White House defends missile defense after Russian warning
WASHINGTON (Reuters) - The White House said on Wednesday that U.S. and NATO plans to deploy a European missile shield by 2020 remain on track, after Russian warned it would arm itself with missiles able to defeat the shield.
"In multiple channels, we have explained to Russian officials that the missile defense systems planned for deployment in Europe do not and cannot threaten Russia's strategic deterrent," said White House national security council spokesman Tommy Vietor.
"Its implementation is going well and we see no basis for threats to withdraw from it," he said, adding "We will not in any way limit or change our deployment plans in Europe."
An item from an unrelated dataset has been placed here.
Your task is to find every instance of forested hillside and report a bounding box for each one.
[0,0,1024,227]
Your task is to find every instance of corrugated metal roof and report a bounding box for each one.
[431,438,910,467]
Russian President Dmitry Medvedev said on Wednesday in Moscow that Russia would ramp up its early-warning radar to protect its nuclear missile sites, deploy weapons that could overcome a shield, and potentially target missile defense installations to its south and west.
Washington said Moscow had no reason to worry.
"The United States has been open and transparent with Russia on our plans for missile defense in Europe, which reflect a growing threat to our allies from Iran that we are committed to deterring," Vietor said in a statement.
"We continue to believe that cooperation with Russia on missile defense can enhance the security of the United States, our allies in Europe, and Russia, and we will continue to work with Russia to define the parameters of possible cooperation."